Tidak ada yang mengaku siapa yang berbuat seperti itu kepadaku, karena sudah bel pulang aku masukan buku dan pulpenku ke dalam tas lalu keluar karena percuma tidak akan ada yang mengaku walau Pak Guru sudah marah. Aku menutupi rokku yang bolong dengan tas, aku tidak mau Mamah sampai tahu hal ini karena itu akan melukai hatinya.
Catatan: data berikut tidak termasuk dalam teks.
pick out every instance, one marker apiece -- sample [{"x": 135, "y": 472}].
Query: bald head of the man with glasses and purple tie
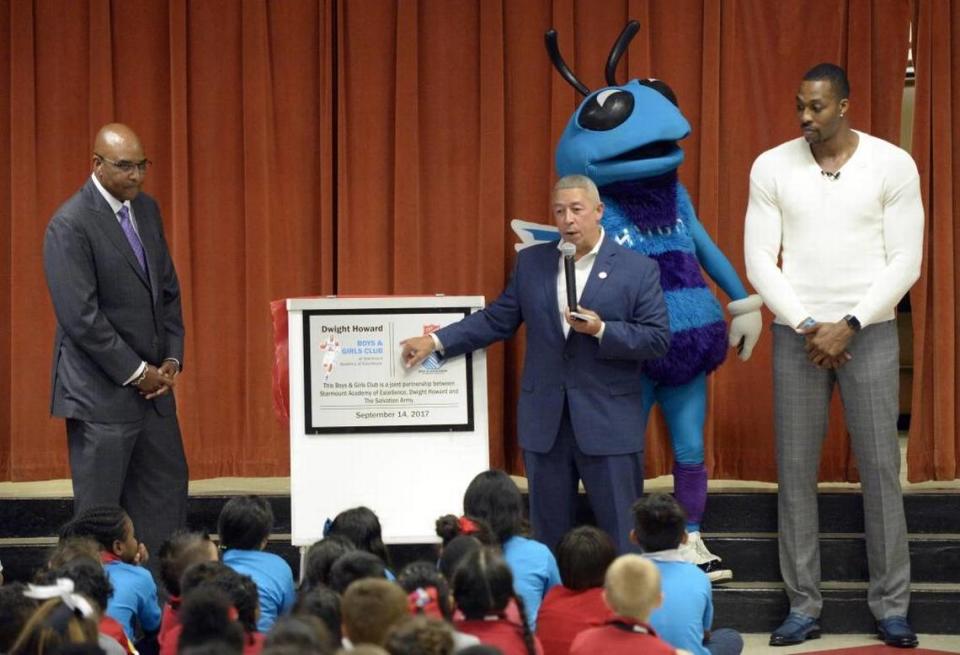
[{"x": 118, "y": 161}]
Semua Murid melihatku mungkin aneh karena aku menutupi pantatku dengan tas, aku berusaha agar rokku yang sobek tidak terlihat, aku berpikir apa yang akan aku katakan kepada Mamah kalau sampai Mamah melihatku seperti ini.
"Kenapa kamu memegang tas seperti itu?" Angga tiba-tiba datang.
"Ah ini, enggak apa-apa kok," jawabku gugup.
"Kamu dikerjai lagi ya?" tanya Angga dan aku hanya mengangguk.
"Apa yang mereka lakukan?" tanya Angga dan aku menceritakan apa yang terjadi.
"Keterlaluan sekali mereka." Angga melepaskan jaketnya dan menyuruhku untuk menutupi rokku dengan itu.
"Ah tidak usah," aku menolak karena tidak enak.
"Sudah pakai saja, aku pergi ya," Angga langsung pergi setelah meminjamkan jaketnya.
Antara senang dan mau yang aku rasakan, aku harus segera pulang dan sepertinya Mamah belum pulang. Karena hari ini aku pulang lebih awal, aku tidak mau Mamah sampai melihat yang terjadi kepadaku. Dan pada saat sampai di rumah, benar saja Mamah belum pulang, aku segera masuk rumah karena aku memegang kunci serep. Lalu aku mandi dan menyembunyikan rokku di laci kamarku, laci itu tempat barang yang sudah tidak terpakai.